As we live in the Holocene epoch, quaternary  period and Cenozoic era, one might wonder how  the wooden industry is thriving when people are interested in modern materials and changing  trends. For thousands of years, wood has been the most favoured building material in most parts of the world. Even though 20th century saw a transition towards brick, concrete and steel, wood as a building material has become extremely popular in the 21st century.

Our company focuses mainly on wooden construction, be it traditional or contemporary designs, we work on it “like a boss”. But before diving into  the world of solid wood construction and how it compares to that of plywood construction, let’s first looks into the terms “Solid Wood” and “Plywood” so as to understand their differences.

Solid Wood is a natural wood obtained from trees. The timber logs from the felled trees are cut to desired sizes in saw mill and are dried in hightemperatures. Solid wood is generally subjected to heat to reduce the moisture content in them and to give it a certain strength and stability. Even after the seasoning is done, it is still susceptible to shrinkage and expansion due to weather or seasonal fluctuations.

Plywood is an engineering wood product manufactured from hardwood, softwood or both. In  order to make that, thin layers of veneers are laid in  alternate directions and bonded with glue. Because  of its bonding method, it is less susceptible to shrinkage and expansion.

Fig.3 represents how plywood sheets are being used as backing material for the solid wood to be fixed on.

So now one might wonder as to why plywood is used instead of just having a solid wood structure. Why go through the trouble of manufacturing an engineered wood product instead of using solid wood which is obtained from naturally felled trees? Well, there are many reasons and among them are cost, time and appearance.


Solid wood is comparatively stronger than plywood. A furniture made from solid wood will sag less than one made with plywood. There is also a possibility of cracks developing on solid wood due to atmospheric conditions if it isn’t seasoned well.
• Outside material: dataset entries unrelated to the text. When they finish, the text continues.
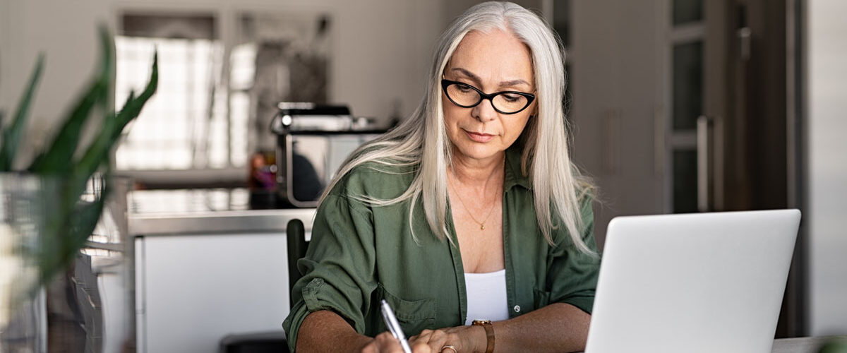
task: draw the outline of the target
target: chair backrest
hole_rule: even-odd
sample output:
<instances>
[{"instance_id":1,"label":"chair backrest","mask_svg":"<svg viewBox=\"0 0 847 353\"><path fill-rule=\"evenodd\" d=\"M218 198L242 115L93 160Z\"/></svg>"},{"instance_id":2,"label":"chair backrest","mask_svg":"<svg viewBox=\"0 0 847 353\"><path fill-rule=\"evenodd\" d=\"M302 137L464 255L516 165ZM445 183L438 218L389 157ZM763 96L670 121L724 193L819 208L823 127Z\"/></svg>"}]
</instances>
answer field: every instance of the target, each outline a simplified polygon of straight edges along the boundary
<instances>
[{"instance_id":1,"label":"chair backrest","mask_svg":"<svg viewBox=\"0 0 847 353\"><path fill-rule=\"evenodd\" d=\"M297 269L297 260L306 256L306 248L308 242L306 241L306 228L300 219L291 219L288 221L285 227L285 241L288 243L288 293L289 306L294 306L294 295L291 291L294 284L300 279L302 275Z\"/></svg>"}]
</instances>

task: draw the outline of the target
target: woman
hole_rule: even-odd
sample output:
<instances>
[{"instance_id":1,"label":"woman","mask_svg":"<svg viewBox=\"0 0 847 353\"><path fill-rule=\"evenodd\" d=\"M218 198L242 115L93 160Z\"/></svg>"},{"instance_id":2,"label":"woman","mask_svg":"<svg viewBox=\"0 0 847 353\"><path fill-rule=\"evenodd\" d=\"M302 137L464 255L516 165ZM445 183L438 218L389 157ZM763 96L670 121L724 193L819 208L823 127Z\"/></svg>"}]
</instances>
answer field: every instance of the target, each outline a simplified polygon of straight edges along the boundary
<instances>
[{"instance_id":1,"label":"woman","mask_svg":"<svg viewBox=\"0 0 847 353\"><path fill-rule=\"evenodd\" d=\"M599 257L567 154L559 41L518 5L481 3L442 36L430 74L411 119L328 188L289 345L400 352L385 299L415 352L582 350Z\"/></svg>"}]
</instances>

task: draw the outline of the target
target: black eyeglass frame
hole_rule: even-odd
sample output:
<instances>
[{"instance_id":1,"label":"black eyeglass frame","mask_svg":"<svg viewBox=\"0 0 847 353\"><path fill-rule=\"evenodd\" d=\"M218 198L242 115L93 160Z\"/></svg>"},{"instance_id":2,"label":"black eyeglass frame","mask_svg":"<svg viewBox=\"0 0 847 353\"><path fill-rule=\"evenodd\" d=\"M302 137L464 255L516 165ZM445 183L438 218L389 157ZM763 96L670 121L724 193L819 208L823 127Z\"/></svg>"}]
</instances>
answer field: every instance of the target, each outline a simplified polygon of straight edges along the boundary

Due to the glue sticking on alternate veneer layers plywood doesn’t go through this but there are chances of the layers getting separated due to damp environment.


A solid wood can be cut in different directions and can also be used to make curvy furniture as required by the design, something that is not possible with plywood. A solid wood can also be cut into thin pieces of wood whereas a plywood is manufactured into standard sizes.


A structure constructed with only solid wood doesn’t react to the fire as the plywood does. Only the outer layer of the solid wood burns while the inner part of it remains untouched, whereas plywood is more vulnerable due to the flammable glue used to bond the veneer sheets. Fire resistant chemical coating can be applied to plywood when needed.


There have been cases where long pieces of plywood are seen to have a tendency to bend or sag in the middle. Better choice for such cases is to use hardwood or softwood

Solid wood works well on chairs, tables, book shelves, Tv units and desks.

In certain situations, plywood is also used to fill up the hollow and unwanted spaces by boxing it up.

For the past few months, I have been working with wood, and to be frank, it amazes me even now!! It is wondrous how a few blocks of wood can be transfigured into something truly spectacular. This is coming from a person whose earlier perception of wooden furniture or wooden interior was just “a big block of wood carved out”. Oh Yes! I had little to no knowledge about wood. But, this changed when my brain started absorbing and processing all the details that goes into manufacturing a wooden structure and it is only when someone has got hands-on experience on this, will they actually understand, that it is not just hardwood or softwood that is being used to create a structure, but plywood also has a major role in it. There are times when plywood is used in the production of a hardwood or softwood structure. For instance, a solid wood ceiling cannot be fixed directly onto a false ceiling. In this scenario, a plywood framework (it doesn’t add much to the load as it is much lighter than the solid wood pieces) is created on the ceiling and then the solid wood pieces are fixed on it.

In conclusion, even though the properties of each may vary greatly but they somehow complement each other when used in a single structure.